I find it interesting that even St. Patrick is as mysterious as my great grandmother, Marion. There is only spotty proof that such a person ever existed, let alone chased all of the snakes out of Ireland. Maybe he was real or maybe he was just a creation drawn from many different holy men. Whatever the case, he’s part of my tradition and the namesake for my youngest brother. 

I often think of Marion. I wonder how she felt when she held her baby boy, William, in her arms. I think of how tragic it must of been when she suffered to the point of death knowing that she would not live to see her son grow into a man. I find myself wanting to know what had happened during that birth that caused her demise. I can only imagine how she may have looked based only on the appearance of my grandfather.
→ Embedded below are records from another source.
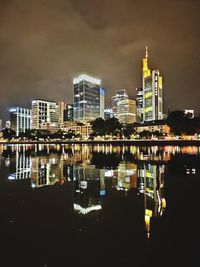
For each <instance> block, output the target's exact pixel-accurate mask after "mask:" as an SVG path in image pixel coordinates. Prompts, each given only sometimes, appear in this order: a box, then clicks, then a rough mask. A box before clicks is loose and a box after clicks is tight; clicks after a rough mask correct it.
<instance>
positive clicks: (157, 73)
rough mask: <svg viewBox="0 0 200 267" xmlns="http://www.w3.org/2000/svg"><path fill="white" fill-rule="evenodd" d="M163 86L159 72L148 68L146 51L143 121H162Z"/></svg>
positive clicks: (145, 56)
mask: <svg viewBox="0 0 200 267" xmlns="http://www.w3.org/2000/svg"><path fill="white" fill-rule="evenodd" d="M162 90H163V86H162V76H161V75H160V73H159V70H153V71H151V70H150V69H149V68H148V51H147V48H146V55H145V58H143V121H153V120H161V119H163V92H162Z"/></svg>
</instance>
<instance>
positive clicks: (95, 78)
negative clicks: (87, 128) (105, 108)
mask: <svg viewBox="0 0 200 267" xmlns="http://www.w3.org/2000/svg"><path fill="white" fill-rule="evenodd" d="M73 84H74V121H80V122H87V121H92V120H95V119H97V118H104V106H105V90H104V89H103V88H101V87H100V85H101V81H100V80H99V79H96V78H94V77H91V76H88V75H84V74H83V75H80V76H79V77H77V78H75V79H74V80H73Z"/></svg>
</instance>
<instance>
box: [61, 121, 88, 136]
mask: <svg viewBox="0 0 200 267" xmlns="http://www.w3.org/2000/svg"><path fill="white" fill-rule="evenodd" d="M61 130H62V131H65V132H69V131H74V132H75V133H76V134H78V135H80V137H81V138H82V139H88V138H89V137H90V134H91V133H92V126H91V124H90V123H86V124H83V123H78V122H64V123H62V125H61Z"/></svg>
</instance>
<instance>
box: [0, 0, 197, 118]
mask: <svg viewBox="0 0 200 267" xmlns="http://www.w3.org/2000/svg"><path fill="white" fill-rule="evenodd" d="M199 14H200V2H199V1H198V0H196V1H195V0H193V1H192V0H169V1H160V0H151V1H138V0H68V1H67V0H57V1H54V0H6V1H5V0H4V1H3V0H0V112H1V113H0V115H1V116H6V114H7V113H6V107H8V106H13V105H24V106H27V107H28V106H30V101H31V99H33V98H34V97H36V98H37V97H40V98H46V99H55V100H61V99H62V100H65V101H68V102H71V101H72V95H73V86H72V79H73V77H74V76H76V75H77V74H79V73H81V72H86V73H89V74H92V75H96V76H98V77H100V78H101V79H102V81H103V86H104V87H105V88H106V89H107V101H106V102H107V106H108V105H109V104H110V97H111V95H112V94H113V93H114V90H115V89H117V88H127V90H128V92H129V94H130V96H134V95H135V88H136V87H139V86H141V59H142V57H143V55H144V49H145V45H146V44H148V46H149V50H150V51H149V65H150V67H151V68H158V69H159V70H160V72H161V73H162V74H163V76H164V90H165V103H166V110H167V109H168V108H169V109H171V110H172V109H175V108H195V110H196V112H199V111H200V108H199V101H198V99H199V97H200V90H199V88H198V83H199V82H198V76H199V70H200V60H199V45H200V30H199V22H200V21H199V20H200V19H199Z"/></svg>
Did she have his pale skin dotted with freckles? What color was her hair, her eyes? Who were her parents. Was the grandmother who raised my Grandpa her mother? Why is there no mention of her in any of the records I have found?

I won’t be wearing green today because I truly look sick in that color regardless of the shade. Instead I’ll deck out my table with a green cloth and placemats that feature shamrocks. I’ll ask Alexa to play some Irish music and I’ll celebrate my heritage with my daughter and my grandsons. I’ll give a toast to Marion Rourke and tell my family the tiny bit that I know of her. 
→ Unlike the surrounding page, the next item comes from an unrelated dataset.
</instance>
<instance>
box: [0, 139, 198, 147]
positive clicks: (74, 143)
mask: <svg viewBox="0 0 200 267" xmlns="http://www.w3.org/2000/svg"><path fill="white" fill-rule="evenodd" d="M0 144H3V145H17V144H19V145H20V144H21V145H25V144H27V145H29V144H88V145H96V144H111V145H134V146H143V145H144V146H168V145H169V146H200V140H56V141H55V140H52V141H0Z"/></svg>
My guess is that Marion was quite poor. Perhaps she and her family had not been in the United States for very long. Maybe she had even come here alone. She married James Mack who moved around so much that he too is never mentioned in census records. Perhaps the two of them lived in a rural area. I doubt that she had any assistance in giving birth. Any problems that arose would have gone unanswered. She would quietly die and become a cipher in the annals of history like so many souls who have traveled for a time on this earth. Her story, or lack of it, was quite usual for the times. 
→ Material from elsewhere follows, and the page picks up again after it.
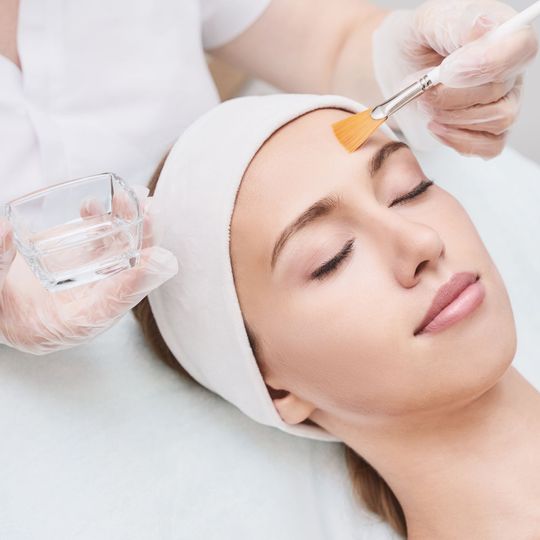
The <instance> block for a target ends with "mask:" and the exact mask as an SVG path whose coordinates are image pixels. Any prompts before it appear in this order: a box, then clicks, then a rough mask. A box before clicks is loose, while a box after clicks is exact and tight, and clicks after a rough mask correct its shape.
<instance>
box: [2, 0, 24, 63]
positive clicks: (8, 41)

Few of us find princes and potentates in our lineage. The United States has been a refuge for immigrants seeking better lives from its beginnings. Sadly many of those who came here continued to struggle. It was only in later generations that things sometimes turned around. We see that pattern even today with new immigrants seeking asylum from their troubles. They often remain as nameless and faceless as Marion, only to be discovered by a great grandchild farther down the line. Our stories are all linked together in the saga of humankind. 

Today is for celebrating and thanking Marion for bringing my family to life. I think she would smile if she were able to see what she created. We are a happy lot who have taken full advantage of the opportunities that were handed down to us. We’re a little bit Irish because of her and quite grateful to her for the gift of life that she gave to us. Have a Happy St. Patrick’s Day wherever you are and if you get a chance lift a cup to Marion who will never be forgotten again.